Actuatable occupant restraining systems for use in vehicles are known in the art. Such restraining systems may include one or more collision sensing devices for sensing vehicle crash acceleration (vehicle deceleration during the crash event). Air bag restraining systems include an electrically actuatable igniter, referred to as a squib. When the collision sensing device senses a deployment crash event and provides a signal indicative thereof, an electrical current of sufficient magnitude and duration is passed through the squib to ignite the squib. When ignited, the squib initiates the flow of inflation fluid into an air bag from a source of inflation fluid, as is known in the art.

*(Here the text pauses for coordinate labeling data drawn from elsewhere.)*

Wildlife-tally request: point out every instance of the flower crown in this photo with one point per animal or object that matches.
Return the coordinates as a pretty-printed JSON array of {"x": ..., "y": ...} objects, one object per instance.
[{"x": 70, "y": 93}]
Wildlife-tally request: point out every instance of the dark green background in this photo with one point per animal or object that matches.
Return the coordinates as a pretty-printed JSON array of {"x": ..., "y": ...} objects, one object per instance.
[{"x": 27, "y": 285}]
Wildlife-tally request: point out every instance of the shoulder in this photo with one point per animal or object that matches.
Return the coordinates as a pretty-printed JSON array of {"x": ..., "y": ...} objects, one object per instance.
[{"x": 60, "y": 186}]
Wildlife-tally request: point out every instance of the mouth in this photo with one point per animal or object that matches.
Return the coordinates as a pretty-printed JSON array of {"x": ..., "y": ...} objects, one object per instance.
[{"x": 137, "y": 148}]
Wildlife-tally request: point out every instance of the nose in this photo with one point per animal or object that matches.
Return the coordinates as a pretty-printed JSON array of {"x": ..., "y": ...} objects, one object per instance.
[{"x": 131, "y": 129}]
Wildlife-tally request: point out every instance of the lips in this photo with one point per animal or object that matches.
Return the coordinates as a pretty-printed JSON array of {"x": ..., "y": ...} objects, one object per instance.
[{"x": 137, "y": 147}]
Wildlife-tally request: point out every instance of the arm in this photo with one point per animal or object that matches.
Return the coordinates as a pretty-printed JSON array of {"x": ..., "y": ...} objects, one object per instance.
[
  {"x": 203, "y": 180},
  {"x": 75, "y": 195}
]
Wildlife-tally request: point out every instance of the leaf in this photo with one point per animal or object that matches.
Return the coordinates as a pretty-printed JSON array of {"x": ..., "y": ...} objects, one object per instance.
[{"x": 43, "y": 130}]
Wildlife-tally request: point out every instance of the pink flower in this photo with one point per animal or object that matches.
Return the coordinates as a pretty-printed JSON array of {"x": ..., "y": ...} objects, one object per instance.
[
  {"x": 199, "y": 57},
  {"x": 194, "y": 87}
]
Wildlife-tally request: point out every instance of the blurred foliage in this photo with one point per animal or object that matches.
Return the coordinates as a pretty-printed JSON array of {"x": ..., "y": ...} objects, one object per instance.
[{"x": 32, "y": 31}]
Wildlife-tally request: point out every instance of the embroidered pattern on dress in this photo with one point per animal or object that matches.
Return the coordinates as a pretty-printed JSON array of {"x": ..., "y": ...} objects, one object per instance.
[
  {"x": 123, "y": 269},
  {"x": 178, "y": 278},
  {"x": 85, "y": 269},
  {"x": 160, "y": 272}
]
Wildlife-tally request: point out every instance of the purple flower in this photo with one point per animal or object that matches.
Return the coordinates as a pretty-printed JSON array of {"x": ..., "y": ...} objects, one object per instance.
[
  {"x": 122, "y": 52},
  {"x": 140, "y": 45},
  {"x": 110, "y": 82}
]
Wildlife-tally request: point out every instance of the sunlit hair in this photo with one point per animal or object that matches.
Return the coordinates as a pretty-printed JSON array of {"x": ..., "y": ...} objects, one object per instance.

A known type of collision sensing device used in actuatable occupant restraining systems is mechanical in nature. Still other known types of collision sensing devices include an electrical transducer, such as an accelerometer, for sensing vehicle crash acceleration. Actuatable restraining systems using an accelerometer as a crash or collision sensor further include circuitry, e.g., a controller such as a microcomputer, for monitoring and analyzing the output of the accelerometer. The controller performs a crash algorithm using the accelerometer output signal for discriminating between a deployment crash event and a non-deployment crash event. When a deployment crash event is determined to be occurring, the restraining device is actuated, e.g., an air bag is deployed.
One particular type of occupant restraining system known in the art is a multi-stage occupant restraining system that includes more than one actuatable stage associated with a single air bag. In a multi-stage air bag restraining system, air bag inflation is the result of the control of a multi-stage inflator. Such multi-stage air bag systems may have two or more separate sources of inflation fluid controlled by actuation of individual squibs associated with the same air bag. Control arrangements control the actuation of the multiple stages based on, for example, a timing function between the first actuation and the second actuation. A problem may arise in determining the beginning of the crash event to start the timing process. False starts (and, in turn, false endings) could occur due to signals being generated that are the result of road noise and not a crash event.
U.S. Pat. No. 6,549,836 to Yeh et al. discloses a method and apparatus for controlling an actuatable occupant restraining device having a plurality of actuatable stages. The apparatus includes a crash sensor for sensing crash acceleration and provides a crash acceleration signal indicative thereof. A controller determines a velocity value and a displacement value from the crash acceleration signal. A side impact sensor and side impact crash event circuit determines if a side impact crash event is occurring. If a side impact crash event is occurring, the threshold values of the immunity box are adjusted.